Data virtualization helps agencies realize Federal Data Strategy goals
The Federal Data Strategy 2020 Action Plan outlines a broad agenda for federal agencies leveraging data as a strategic asset. It offers a 10-year vision for how the federal government will accelerate the use of data to deliver on agency missions, serve the public and steward resources while protecting security, privacy and confidentiality. The FDS’ goal is to fully leverage the value of federal data for mission, service and the public good by guiding agencies in practicing ethical governance, conscious design and a learning culture. The strategy outlines 10 principles, 40 practices and 20 specific, measurable actions, ranging from ensuring relevance of the data, using data to guide decision-making and publishing and updating data inventories.
In general, all of this guidance is focused on making data more actionable and sharable while assuring that it can only be accessed by authorized users. Some actions, like launching a chief data officer council, are straightforward, whereas others, like improving data and model resources for artificial intelligence research and development, might seem a bit more ambitious.
Fundamentally, the FDS calls on agencies to modernize their data infrastructures. Unfortunately, many will find that difficult to achieve as they struggle with the sheer growth of data and its dispersal across a staggering range of locations. In the private sector, this challenge has spawned a number of advanced data management and data integration techniques that have proved to be a differentiator for leading-edge companies. However, in the public sector, many agencies rely on more traditional techniques for data integration, such as extract, transform and load (ETL) processes.
ETL tools are highly effective for moving large amounts of data from one repository to another, but because they run in scheduled batches, they cannot deliver data in real time.
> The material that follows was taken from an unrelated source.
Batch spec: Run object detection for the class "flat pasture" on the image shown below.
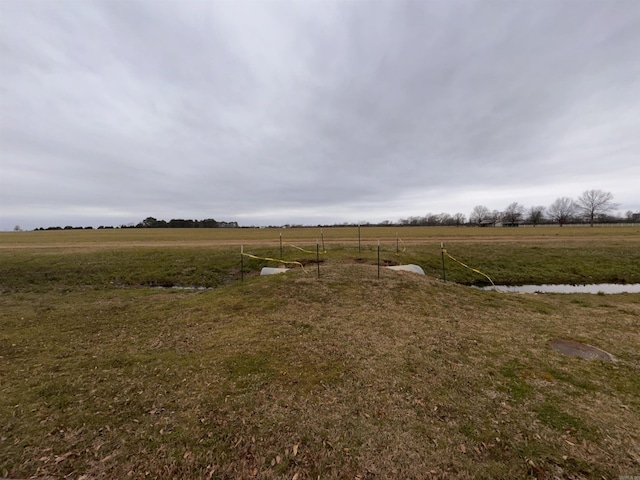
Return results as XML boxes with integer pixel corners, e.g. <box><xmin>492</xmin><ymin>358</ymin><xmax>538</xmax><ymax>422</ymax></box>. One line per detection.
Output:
<box><xmin>0</xmin><ymin>226</ymin><xmax>640</xmax><ymax>480</ymax></box>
Also, they are extremely resource-dependent in that their scripts must be revised, re-tested and redeployed every time there is a change to a source system. They are also unable to accommodate many modern data sources, such as streaming and internet-of-things data, which are critical for AI development. Nor can they support unstructured sources such as social media feeds.
The power of logical data fabric
In recent years, a new strategy for data integration has surfaced — one that does not rely on the physical replication of data. Rather than physically collecting data into a new repository, analysts can logically and remotely connect to the data, leaving the source data in its existing location. This “logical data fabric” enables flexibly spreads across an organization’s data sources, providing seamless access to data consumers.
One of the most effective ways to implement logical data fabric is through a modern data integration and data management technology called data virtualization. DV is a natural fit for logical data fabric, because rather than physically replicating data into a new repository, DV provides real-time, virtualized views of the data, leaving the source data exactly where it is. This means that agencies can gain all of the benefits of data integration without paying the costs of moving and housing the data or unnecessarily complicating their compliance efforts.
Because DV accommodates existing infrastructure, it is relatively easy to implement, compared with other solutions. By providing data in real time from a variety of systems that are normally very difficult to integrate, such as transactional processing systems and cloud-based storage systems, DV can also support a wide variety of uses cases, including many of the recommendations in the FDS.
One Defense Department agency, for example, wanted to reduce its Oracle footprint and migrate the data to a Hadoop-based data lake to support its data warehouse modernization efforts. At the same time, officials wanted to combine their two data centers to support advanced analytics to help their personnel in the field. These types of projects tend to be time consuming and complex, due to the amount of data replication involved. They also tend to incur large storage costs. With DV, the agency was able to provide simultaneous access to both data centers, to the data warehouse and to the data lake during the transition. As a result, there was virtually no disruption to the data consumers while these changes were taking place.
The change also provided economic relief, as the agency was able to reduce its data integration expenses by 80%. Supported by the new data infrastructure, the agency can now respond up to 97% faster than it could using the previous infrastructure and can easily and securely embrace new cloud-based platforms and services. By implementing DV and, in turn reducing software/hardware storage costs and shortening the timeline for data warehouse modernization, the agency is saving millions per year.
Increasingly capable cloud technologies continue to challenge government agencies to glean immediate, actionable intelligence from their data, share it in a secure manner and leverage it to enable information flexibility and agility. In time, all federal agencies will find ways to realize the FDS goals, but leveraging a logical data fabric is a proven and successful place to start.